9 a.m. – Wake up
9:15 a.m. – Read NewsMax on the Internets
9:30 a.m. – Apply for extension of unemployment
9:45 a.m. – Apply for disability insurance
10 a.m. – Watch Fox News, yell “Get a job!” at video of minorities
10:30 a.m. – Call local Congressman’s office and ask for help
10:45 a.m. – Get in SUV, drive two blocks to Burger King and talk on cell phone while driving erratically.
11 a.m. – Order “Big Fatty” breakfast, scream obscenities when told breakfast service ended at 10:30 a.m.
11:15 – Yell at attendant while talking on cell phone and texting.
11:20 a.m. – Keep talking on cell phone while shoving Double Whopper with Cheese in fat face while stuffing chocolate milkshake down throat
11:30 a.m. – Arrive at home.
Noon – Log on to email, read Fwd: fwd: fwd: fwd: messages proving Obama was born in Kenya and another one “proving” healthcare reform is a socialist plot that can be overturned by the Constitution.
11:40 a.m. – Forward the Fwd: fwd: fwd: fwd: emails to 5 more contacts
Noon – Watch more Fox News
1 p.m. – Eat 2 bags of chips, take nap
2 p.m. – Call Congressman’s office again, beg for help
2:30 p.m. – Sign online petition claiming “I want my country back!”

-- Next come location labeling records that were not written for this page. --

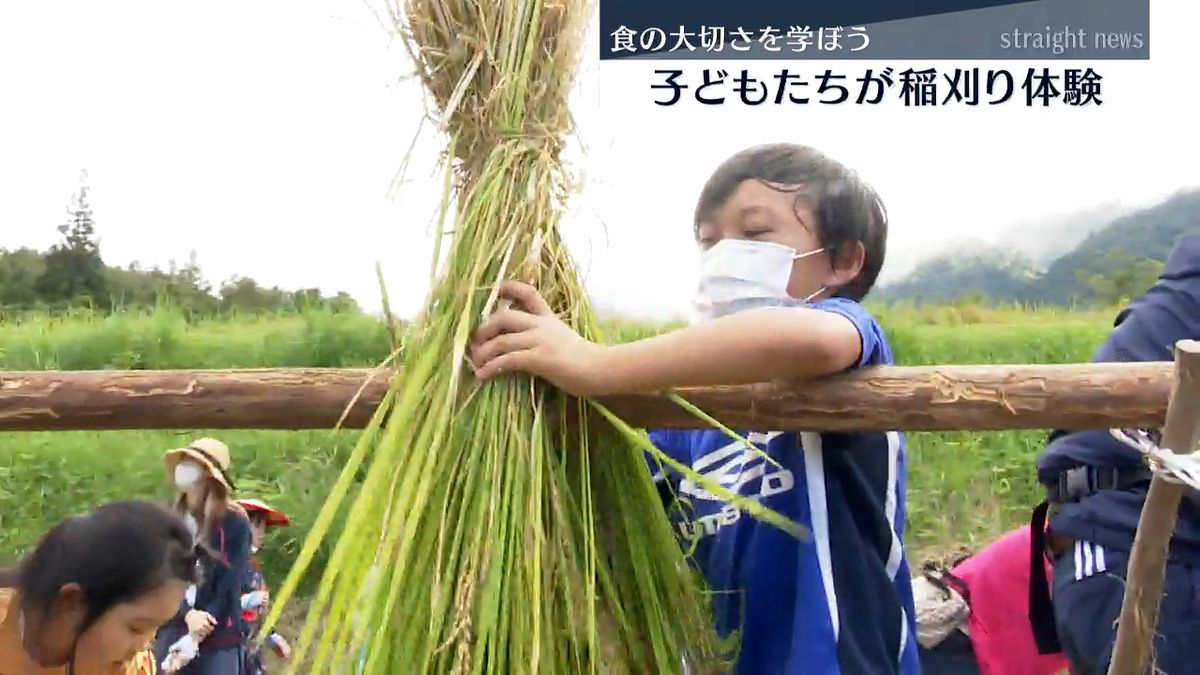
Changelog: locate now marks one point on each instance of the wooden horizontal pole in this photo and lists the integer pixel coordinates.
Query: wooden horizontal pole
(886, 398)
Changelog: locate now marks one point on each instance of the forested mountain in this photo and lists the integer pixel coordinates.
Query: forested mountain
(1113, 262)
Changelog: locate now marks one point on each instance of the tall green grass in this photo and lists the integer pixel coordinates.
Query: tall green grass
(964, 488)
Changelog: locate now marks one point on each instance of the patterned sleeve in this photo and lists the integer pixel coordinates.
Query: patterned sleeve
(142, 664)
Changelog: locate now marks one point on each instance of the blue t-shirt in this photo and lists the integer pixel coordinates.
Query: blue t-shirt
(838, 603)
(1146, 330)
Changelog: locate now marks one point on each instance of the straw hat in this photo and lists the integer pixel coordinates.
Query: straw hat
(274, 518)
(209, 453)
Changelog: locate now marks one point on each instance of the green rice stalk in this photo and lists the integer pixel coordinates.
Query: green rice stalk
(504, 526)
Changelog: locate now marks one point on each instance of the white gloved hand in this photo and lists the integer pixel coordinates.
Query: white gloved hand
(180, 653)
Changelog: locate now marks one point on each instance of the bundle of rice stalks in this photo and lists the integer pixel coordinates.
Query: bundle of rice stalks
(501, 527)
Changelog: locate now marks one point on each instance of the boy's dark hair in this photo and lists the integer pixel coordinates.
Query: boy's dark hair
(847, 209)
(117, 553)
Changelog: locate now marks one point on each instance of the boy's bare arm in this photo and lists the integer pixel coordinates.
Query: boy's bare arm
(753, 346)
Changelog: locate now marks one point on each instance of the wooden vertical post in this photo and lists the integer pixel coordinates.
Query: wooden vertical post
(1147, 561)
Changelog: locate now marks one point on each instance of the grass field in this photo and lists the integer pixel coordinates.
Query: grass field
(964, 488)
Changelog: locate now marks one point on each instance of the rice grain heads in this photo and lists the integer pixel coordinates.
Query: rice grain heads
(501, 527)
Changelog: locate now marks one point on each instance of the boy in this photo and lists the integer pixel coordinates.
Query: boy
(255, 592)
(1096, 489)
(791, 242)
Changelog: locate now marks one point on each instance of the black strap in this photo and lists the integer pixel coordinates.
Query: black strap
(1045, 633)
(1081, 482)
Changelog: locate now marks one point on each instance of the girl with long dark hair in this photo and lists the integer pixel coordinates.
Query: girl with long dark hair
(90, 596)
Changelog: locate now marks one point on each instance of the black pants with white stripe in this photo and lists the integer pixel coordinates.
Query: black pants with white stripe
(1089, 586)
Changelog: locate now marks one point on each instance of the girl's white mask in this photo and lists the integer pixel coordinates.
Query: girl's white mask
(187, 476)
(739, 274)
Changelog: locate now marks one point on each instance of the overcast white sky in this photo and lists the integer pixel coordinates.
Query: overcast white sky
(265, 137)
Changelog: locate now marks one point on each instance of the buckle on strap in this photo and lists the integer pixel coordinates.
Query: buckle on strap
(1074, 484)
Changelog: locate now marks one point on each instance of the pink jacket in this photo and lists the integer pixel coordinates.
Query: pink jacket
(997, 579)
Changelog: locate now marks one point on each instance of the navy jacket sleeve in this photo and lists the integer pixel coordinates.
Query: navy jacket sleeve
(1146, 330)
(226, 598)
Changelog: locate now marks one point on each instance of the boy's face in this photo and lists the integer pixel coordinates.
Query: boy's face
(762, 211)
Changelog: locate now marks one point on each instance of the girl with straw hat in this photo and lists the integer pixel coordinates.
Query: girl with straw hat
(208, 625)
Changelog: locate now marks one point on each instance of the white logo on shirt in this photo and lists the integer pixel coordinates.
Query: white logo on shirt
(736, 467)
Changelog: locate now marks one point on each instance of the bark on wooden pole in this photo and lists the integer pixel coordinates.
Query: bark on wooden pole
(887, 398)
(1147, 561)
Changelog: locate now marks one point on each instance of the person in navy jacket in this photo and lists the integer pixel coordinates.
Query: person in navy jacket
(1097, 487)
(211, 613)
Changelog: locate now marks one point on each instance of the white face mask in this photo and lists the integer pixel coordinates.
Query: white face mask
(187, 476)
(739, 274)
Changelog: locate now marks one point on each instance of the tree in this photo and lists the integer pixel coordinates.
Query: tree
(75, 269)
(19, 272)
(1122, 278)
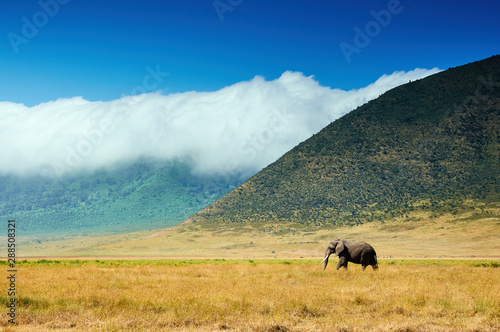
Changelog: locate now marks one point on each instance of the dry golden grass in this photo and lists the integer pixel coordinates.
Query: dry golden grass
(418, 295)
(469, 233)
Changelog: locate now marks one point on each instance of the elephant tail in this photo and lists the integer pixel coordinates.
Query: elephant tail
(374, 262)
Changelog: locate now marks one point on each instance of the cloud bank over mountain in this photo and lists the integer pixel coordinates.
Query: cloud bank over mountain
(240, 128)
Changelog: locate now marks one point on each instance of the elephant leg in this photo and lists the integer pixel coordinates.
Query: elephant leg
(342, 263)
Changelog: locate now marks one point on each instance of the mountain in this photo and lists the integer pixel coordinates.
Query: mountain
(430, 145)
(138, 196)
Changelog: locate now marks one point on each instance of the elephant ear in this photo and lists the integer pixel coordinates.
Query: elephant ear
(339, 248)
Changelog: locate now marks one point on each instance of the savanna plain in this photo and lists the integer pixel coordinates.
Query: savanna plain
(255, 295)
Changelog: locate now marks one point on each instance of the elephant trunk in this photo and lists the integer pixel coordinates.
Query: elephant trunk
(325, 262)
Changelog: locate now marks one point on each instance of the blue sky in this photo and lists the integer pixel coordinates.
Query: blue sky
(100, 49)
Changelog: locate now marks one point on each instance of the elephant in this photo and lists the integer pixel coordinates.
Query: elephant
(358, 252)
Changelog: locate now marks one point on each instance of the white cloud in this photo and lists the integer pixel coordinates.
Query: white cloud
(244, 126)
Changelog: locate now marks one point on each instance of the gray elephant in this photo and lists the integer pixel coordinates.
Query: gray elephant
(351, 251)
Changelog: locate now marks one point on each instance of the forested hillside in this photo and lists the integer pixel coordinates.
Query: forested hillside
(142, 195)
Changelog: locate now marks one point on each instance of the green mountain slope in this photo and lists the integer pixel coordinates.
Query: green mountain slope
(139, 196)
(430, 145)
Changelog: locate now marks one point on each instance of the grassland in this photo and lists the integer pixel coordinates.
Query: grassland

3 p.m. – Drive four blocks in SUV to local park for Tea Party Rally
4 p.m. – Borrow “grass roots” sign made in China provided by insurance ompanies with photo of Obama as a Nazi claiming healthcare is a socialist plot
4:30 – Yell at passing cars with minorities “Get a job!”
5 p.m. – Watch Fox News, get angry
6 p.m. – Order pizza with double cheese and extra sausage
6:30 p.m. – Fail to tip delivery person because you think he’s a lazy immigrant
7-10 p.m. – Watch Fox News, yell “Right On” every 10 minutes, get even angrier.